Biggest Moments From the Critics’ Choice Movie Awards

PHOTO: Actor Kevin Costner poses in the press room at the 20th Annual Critics Choice Movie Awards at Hollywood Palladium, Jan. 15, 2015, in Los Angeles.Jon Kopaloff/Getty Images
Actor Kevin Costner poses in the press room at the 20th Annual Critics' Choice Movie Awards at Hollywood Palladium, Jan. 15, 2015, in Los Angeles.

"Birdman" was the leading winner Thursday night at the 20th Annual Critics’ Choice Movie Awards in Hollywood, but "Boyhood" took the top prize, Best Picture.

"Boyhood" director Richard Linklater accepted the Best Picture award to close the ceremony, remarking, "It means so much to us that this little intimate film ... has connected with you and resonated."

Linklater spent 12 years shooting his Oscar-nominated drama, which follows the ups and downs of a boy and his family as he grows up.

"Boyhood" also received the awards for Best Director, for Linklater; Best Supporting Actress, for Patricia Arquette; and Best Young Actor-Actress, for Ellar Coltrane.

"Birdman" won seven awards -- three of them for its lead star, Michael Keaton. He was named Best Actor and Best Actor in a Comedy, and he helped accept his movie's award for Best Ensemble.

At one point Keaton quipped onstage, "Everybody keeps talking about what a grind this is. If you ask me, man, this is fun.
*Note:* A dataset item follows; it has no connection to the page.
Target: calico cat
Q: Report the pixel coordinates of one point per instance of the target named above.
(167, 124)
I'm digging this."

The award for Best Actress went to Julianne Moore for her performance in "Still Alice."

Kevin Costner was presented with the Lifetime Achievement Award and Ron Howard was given the Critics’ Choice LOUIS XIII Genius Award for demonstrating "unprecedented excellence in the cinematic arts."

Jessica Chastain was handed the Critics’ Choice MVP Award for her work in several movies released last year, including “Interstellar” and “A Most Violent Year.”

Noting that it was Martin Luther King Jr.'s birthday Thursday, Chastain said she was thinking about the need for the film industry to "build the strength of diversity" and stand up against racist, homophobic, sexist and misogynistic agendas. It was an interesting comment, given that some critics said the Oscar nominations announced earlier in the day lacked diversity.

While serving as presenter, Judd Apatow took another shot at Bill Cosby, joking that the comedian is like "Wilt Chamberlain," the basketball legend who allegedly slept with 20,000 women. Apatow has criticized Cosby on Twitter in light of the growing number of sex assault allegations made against Cosby. The 77-year-old comedian has never been criminally charged in connection with the allegations and has denied them.

Michael Strahan hosted the two-hour telecast on A&E, which he opened by stripping off his pants and briefly dancing, in a nod to his role in the upcoming "Magic Mike" sequel. Later in the night he dressed as characters from "Maleficent," "The Hobbit" and "The Grand Budapest Hotel."

The Critics' Choice Movie Awards are staged annually by the Broadcast Film Critics Association, an organization of television, radio and online critics.